Due to its limitations of attribute disclosure, background knowledge, and homogeneity, k-anonymity does not guarantee total privacy protection. The l-diversity resolved the k-anonymity issues. Therefore, we further extend the k-anonymized clusters with l-diversity notion in this paper. We used the entropy l-diversity idea to expand the clusters in $O$ to meet the l-diversity requirement [38]. We calculated diversity using entropy for each k-anonymized cluster and stored the result in matrix $L$. The greedy approach had used to guarantee that each cluster met the l-diversity requirement. The procedure continues until all of the clusters are l-diverse. Because we are not removing any tuples from the cluster during the whole algorithm 4, the privacy concept of k-anonymity remains the same. As showing in algorithm 4, our aim is achieve the clusters with diversity below 1. We therefore rearranged the each cluster until we achieve the diversity level below 1. This is achieved by computing the current cluster with maximum diversity value and cluster with minimum diversity value. And according to that value $(Max+Min=l)$, we arranged the clusters in output vector $F$. Finally, we publish the privacy preserved data stream towards the intended destinations. The process of clustering repeated for each incoming data stream with similarity functionality, therefore it is named as adaptive clustering for privacy preservation.

Algorithm 4: l-diversity and publish

Input

$O: set of k-anonimized clusters$

Output

$F: set of k-anonimized and l-diverity ensured clusters$

1. For$j = 1: size \left(\text{O}\left(\text{i}\right)\right)$

2. $L\left(i\right)\leftarrow ComputeDiversity \left(O\left(i\right)\right)$

3. End For

4. Ensures the l-diversity

5. While ($L<1)$ do

6. $Max\leftarrow \text{max}\left(L\right)$

7. $Min\leftarrow \text{min}\left(L\right)$

8. $l\leftarrow Max+Min$

9. $F\leftarrow O-\left\{Max, Min\right\}+ l$

10. End While

11. Publish$\left(F\right)$

12. Return $\left(F\right)$

This section presents the outcomes of experimental work for performance analysis. To implement and evaluate the proposed model with state-of-art methods, we used the Python tool. The experiments were performed on Windows 10 Operating System with an Intel I5 processor and 8GB RAM. Each scenario has been executed for 20 instances and then averaged their performances. The proposed method compares with three state-of-art data stream anonymization methods such as FADS [34], DAnonyIR [35], and IDEA [36]. To demonstrate the performance of the algorithms on different data distributions, we conduct experiments on two real-world datasets: Adult from the UCI repository [39]. This is standard dataset for studying k-anonymity algorithms.

To investigate the proposed method with state-of-art methods, we have measured three performance parameters such as “Degree of Anonymization (DoA), IL, and Execution Time (ET)”. The ET represents the average execution time for each scenario of 20 instances required to perform the OSN data anonymization. The DoA of any tuple is measure by measuring the number of assigned tuples in its cluster, i.e., tuple DoA is similar to the DoA of its cluster for each incoming data stream D.

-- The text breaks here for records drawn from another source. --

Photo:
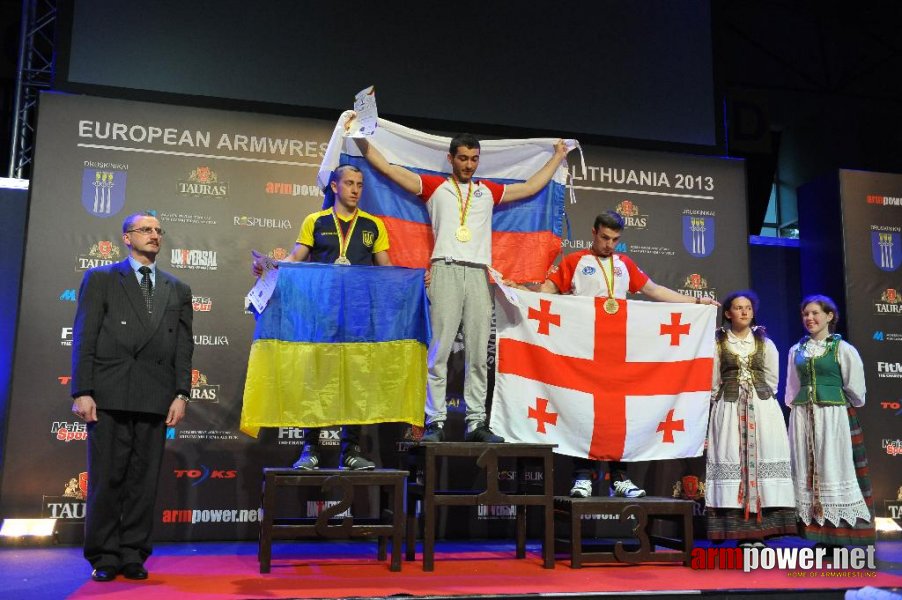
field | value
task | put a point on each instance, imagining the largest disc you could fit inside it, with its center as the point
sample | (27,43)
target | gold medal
(610,305)
(463,234)
(343,240)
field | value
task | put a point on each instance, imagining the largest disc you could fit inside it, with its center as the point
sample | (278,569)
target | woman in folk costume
(748,492)
(825,381)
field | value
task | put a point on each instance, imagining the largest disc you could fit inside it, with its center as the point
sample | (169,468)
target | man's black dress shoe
(134,571)
(103,574)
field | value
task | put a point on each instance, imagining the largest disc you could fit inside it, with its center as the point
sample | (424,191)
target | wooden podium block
(389,524)
(571,511)
(423,461)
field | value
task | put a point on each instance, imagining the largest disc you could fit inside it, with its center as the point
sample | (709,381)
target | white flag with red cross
(634,385)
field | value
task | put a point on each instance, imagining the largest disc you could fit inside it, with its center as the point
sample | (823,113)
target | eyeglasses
(147,230)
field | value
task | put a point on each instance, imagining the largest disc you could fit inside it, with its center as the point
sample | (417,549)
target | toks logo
(203,181)
(198,476)
(201,390)
(101,253)
(631,216)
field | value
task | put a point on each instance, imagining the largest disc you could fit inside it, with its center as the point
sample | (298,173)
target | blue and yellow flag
(339,345)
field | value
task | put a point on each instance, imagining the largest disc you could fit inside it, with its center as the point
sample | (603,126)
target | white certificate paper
(367,114)
(266,284)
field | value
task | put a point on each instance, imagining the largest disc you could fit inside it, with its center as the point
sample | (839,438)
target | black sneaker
(308,461)
(434,432)
(352,460)
(482,433)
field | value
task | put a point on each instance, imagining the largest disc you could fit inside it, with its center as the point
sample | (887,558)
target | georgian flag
(631,386)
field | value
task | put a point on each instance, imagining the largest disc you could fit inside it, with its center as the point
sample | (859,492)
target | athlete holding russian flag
(460,209)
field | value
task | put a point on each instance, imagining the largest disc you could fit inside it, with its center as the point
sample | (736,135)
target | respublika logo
(886,247)
(203,182)
(262,222)
(103,252)
(202,260)
(103,189)
(205,339)
(800,562)
(630,213)
(698,232)
(696,285)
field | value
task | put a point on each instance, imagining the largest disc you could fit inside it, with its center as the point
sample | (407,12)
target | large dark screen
(616,68)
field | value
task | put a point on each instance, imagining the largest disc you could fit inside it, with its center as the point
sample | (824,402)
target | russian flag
(526,235)
(339,345)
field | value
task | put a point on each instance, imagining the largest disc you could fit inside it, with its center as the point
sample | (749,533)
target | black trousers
(125,450)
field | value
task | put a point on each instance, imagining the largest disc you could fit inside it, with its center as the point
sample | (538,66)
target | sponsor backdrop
(872,223)
(223,183)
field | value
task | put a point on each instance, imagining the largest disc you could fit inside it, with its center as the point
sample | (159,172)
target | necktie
(147,287)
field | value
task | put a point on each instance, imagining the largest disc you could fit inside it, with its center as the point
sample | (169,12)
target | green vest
(820,378)
(730,369)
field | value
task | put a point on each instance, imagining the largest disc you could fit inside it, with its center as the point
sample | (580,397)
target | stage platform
(349,569)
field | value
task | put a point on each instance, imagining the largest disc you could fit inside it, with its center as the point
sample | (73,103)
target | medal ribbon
(463,208)
(604,276)
(344,240)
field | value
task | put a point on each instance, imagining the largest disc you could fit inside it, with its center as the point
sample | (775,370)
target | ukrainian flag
(339,345)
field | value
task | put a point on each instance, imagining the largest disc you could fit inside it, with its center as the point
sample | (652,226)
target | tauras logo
(203,181)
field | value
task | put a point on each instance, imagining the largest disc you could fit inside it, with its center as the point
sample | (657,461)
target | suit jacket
(124,357)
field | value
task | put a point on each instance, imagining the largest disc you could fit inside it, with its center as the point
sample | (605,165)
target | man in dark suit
(131,376)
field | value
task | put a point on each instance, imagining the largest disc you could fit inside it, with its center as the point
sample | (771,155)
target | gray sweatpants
(459,293)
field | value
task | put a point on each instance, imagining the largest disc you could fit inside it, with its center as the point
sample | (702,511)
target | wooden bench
(571,512)
(423,462)
(389,523)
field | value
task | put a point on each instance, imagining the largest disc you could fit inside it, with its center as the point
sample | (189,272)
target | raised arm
(519,191)
(405,178)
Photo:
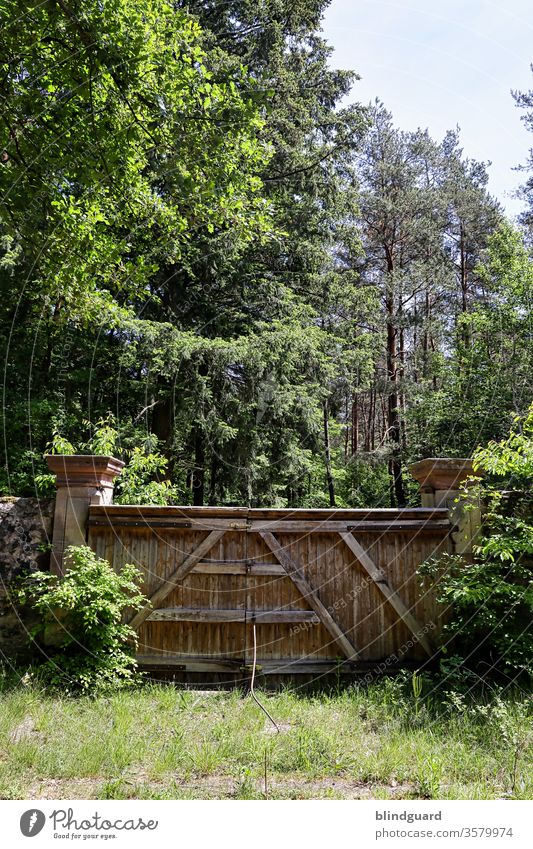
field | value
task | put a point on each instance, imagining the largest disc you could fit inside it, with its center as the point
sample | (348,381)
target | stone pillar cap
(442,473)
(84,469)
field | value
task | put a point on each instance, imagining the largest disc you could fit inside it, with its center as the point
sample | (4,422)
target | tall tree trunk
(393,414)
(327,454)
(198,475)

$$DoA=\sum _{s=1}^{M}degree\left(\text{s}\to \left(\text{F}\left(\text{i}, \text{j}\right)\right)\times i\right)$$

Where, $\text{F}\left(\text{i}, \text{j}\right)$ represents ${i}^{th}$ tuple of ${j}^{th}$ cluster, M represents number of periodically received data streams $M=1, 2, \dots , s$.

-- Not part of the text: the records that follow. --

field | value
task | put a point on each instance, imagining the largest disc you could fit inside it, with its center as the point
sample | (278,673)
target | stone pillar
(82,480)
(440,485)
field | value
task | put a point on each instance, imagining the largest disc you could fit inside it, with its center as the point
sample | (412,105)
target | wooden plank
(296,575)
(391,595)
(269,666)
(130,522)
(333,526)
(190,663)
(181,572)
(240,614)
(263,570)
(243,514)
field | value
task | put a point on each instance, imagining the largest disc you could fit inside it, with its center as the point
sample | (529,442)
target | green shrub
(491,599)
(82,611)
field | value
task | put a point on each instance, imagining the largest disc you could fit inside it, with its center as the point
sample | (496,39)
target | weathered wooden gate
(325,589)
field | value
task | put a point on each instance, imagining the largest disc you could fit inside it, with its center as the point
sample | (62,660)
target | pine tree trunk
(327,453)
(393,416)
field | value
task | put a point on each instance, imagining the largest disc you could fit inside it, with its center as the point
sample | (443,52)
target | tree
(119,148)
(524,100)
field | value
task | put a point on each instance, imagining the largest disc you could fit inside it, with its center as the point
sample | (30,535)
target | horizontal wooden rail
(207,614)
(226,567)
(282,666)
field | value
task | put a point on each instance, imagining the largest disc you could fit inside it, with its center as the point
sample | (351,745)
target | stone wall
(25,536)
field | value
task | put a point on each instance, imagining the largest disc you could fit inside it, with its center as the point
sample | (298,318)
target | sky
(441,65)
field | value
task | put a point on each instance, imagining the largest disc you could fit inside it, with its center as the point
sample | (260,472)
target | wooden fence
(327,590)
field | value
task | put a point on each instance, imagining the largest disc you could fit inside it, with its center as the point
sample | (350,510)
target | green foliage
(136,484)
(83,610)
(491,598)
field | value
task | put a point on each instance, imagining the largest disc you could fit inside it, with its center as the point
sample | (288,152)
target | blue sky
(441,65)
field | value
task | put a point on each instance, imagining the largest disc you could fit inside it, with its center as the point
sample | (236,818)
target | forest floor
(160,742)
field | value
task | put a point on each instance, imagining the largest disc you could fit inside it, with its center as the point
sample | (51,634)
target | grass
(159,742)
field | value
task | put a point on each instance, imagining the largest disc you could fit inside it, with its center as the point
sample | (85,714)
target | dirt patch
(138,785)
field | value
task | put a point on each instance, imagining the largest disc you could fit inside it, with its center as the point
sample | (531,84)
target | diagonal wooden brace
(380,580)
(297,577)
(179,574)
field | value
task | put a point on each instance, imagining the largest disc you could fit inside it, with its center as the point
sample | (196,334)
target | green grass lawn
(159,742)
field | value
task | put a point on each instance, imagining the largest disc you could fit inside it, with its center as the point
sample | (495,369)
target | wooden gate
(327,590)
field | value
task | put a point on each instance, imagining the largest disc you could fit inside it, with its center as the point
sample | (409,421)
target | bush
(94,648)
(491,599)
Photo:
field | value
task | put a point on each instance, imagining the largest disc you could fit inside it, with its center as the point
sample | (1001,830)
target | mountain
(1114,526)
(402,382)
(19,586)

The IL metrics has computed according to the formulation presented in [39] as:

$$IL= \frac{SSE}{SST}$$

Where, SSE denotes sum of squares within cluster and SST denotes sum of squares among clusters.

A. Clustering Size Analysis

This section presents comparative results analysis for different techniques of privacy preservation of data streams. The results are analyzed with respect to the varying number of clusters (i.e., value k). According to value k, the predefined time constraint value also changes in the proposed model. Figures 3, 4, and 5 show the outcomes of DoA, IL, and ET using FADS, DAnonyIR, IDEA, and the proposed EAPPA methods.

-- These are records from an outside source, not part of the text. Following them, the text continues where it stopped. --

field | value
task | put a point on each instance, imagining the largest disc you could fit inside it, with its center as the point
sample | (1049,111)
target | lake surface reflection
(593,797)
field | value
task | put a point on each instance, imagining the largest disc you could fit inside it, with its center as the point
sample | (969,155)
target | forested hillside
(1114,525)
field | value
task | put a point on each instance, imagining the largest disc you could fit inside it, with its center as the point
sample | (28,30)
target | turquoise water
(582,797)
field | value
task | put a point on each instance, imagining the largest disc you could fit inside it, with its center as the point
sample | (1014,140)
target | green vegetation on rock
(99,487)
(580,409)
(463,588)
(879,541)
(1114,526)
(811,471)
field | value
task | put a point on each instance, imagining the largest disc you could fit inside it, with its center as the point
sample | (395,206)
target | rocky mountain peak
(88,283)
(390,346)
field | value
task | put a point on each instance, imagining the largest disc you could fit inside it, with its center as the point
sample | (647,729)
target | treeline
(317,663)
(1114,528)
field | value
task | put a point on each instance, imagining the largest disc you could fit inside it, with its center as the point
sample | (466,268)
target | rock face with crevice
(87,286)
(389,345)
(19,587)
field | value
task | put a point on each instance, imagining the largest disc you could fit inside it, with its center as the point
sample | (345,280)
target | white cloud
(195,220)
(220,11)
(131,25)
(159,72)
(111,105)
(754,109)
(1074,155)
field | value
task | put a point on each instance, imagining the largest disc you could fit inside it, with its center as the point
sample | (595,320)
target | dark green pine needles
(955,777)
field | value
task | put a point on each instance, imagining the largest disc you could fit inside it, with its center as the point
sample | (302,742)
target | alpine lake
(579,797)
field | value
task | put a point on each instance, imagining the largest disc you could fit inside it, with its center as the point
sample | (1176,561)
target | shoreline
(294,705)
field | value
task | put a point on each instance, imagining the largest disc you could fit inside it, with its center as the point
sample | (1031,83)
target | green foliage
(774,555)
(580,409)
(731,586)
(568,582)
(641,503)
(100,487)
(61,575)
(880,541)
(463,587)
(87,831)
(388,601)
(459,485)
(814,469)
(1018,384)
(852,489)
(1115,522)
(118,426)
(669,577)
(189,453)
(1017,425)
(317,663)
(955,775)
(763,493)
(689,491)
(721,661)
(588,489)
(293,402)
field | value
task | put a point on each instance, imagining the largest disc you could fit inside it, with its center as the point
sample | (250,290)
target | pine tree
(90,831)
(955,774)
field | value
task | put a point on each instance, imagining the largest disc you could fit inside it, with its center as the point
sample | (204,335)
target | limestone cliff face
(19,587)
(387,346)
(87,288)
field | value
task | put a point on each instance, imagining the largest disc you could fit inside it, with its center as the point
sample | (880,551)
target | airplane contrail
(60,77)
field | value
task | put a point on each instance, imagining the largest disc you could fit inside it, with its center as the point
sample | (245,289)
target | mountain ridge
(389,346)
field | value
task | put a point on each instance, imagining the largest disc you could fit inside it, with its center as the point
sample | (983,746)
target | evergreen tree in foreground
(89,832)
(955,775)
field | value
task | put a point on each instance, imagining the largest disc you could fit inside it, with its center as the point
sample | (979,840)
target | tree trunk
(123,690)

As the cluster sizes increases, the maximum numbers of tuples in each data stream are increases. The first finding to be drawn from the DoA result (Fig. 3) is that anonymization decreases as the size of the cluster rise. Fundamentally, this is due to the fact that a small number of clusters allows for a high number of k-anonymous users to persist, but increasing the size of a cluster reduces the proportion of at least k-anonymous persons in each cluster The proposed method beat all existing methods in terms of overall performance when compared to the other two strategies. The EAPPA methodology addressed the challenges of existing techniques, and it reflects in the achieved results. Figure 4 depicts another important result of IL for this study utilizing all four techniques. The DoA performance with contrast effects follows a similar trend in IL with changing cluster sizes. As the number of clusters grow, the number of anonymous tuples decreases, resulting in reduced loss of sensitive information. As a result, for a large number of clusters, there is less sensitive IL than for a small number of clusters. The suggested anonymization methodology EAPPA lowered the IL ratio considerably with enhanced DoA compared to state-of-art data stream privacy preservation approaches. The key reasons for performance improvement using EAPPA techniques are (1) effective mechanism to remove the redundant tuples from the streaming data with data cleaning which is missing in all existing techniques, (2) adaptive k-anonymized clusters formation with minimum IL and computational requirements (Existing methods relied on sliding window approach), and (3) k-anonymized clustered enhanced by applying l-diversity privacy. Finally, the time complexity outcomes showing in Fig. 5 claims that the proposed model takes less time to achieve strong privacy preservation (DOA) with minimum IL.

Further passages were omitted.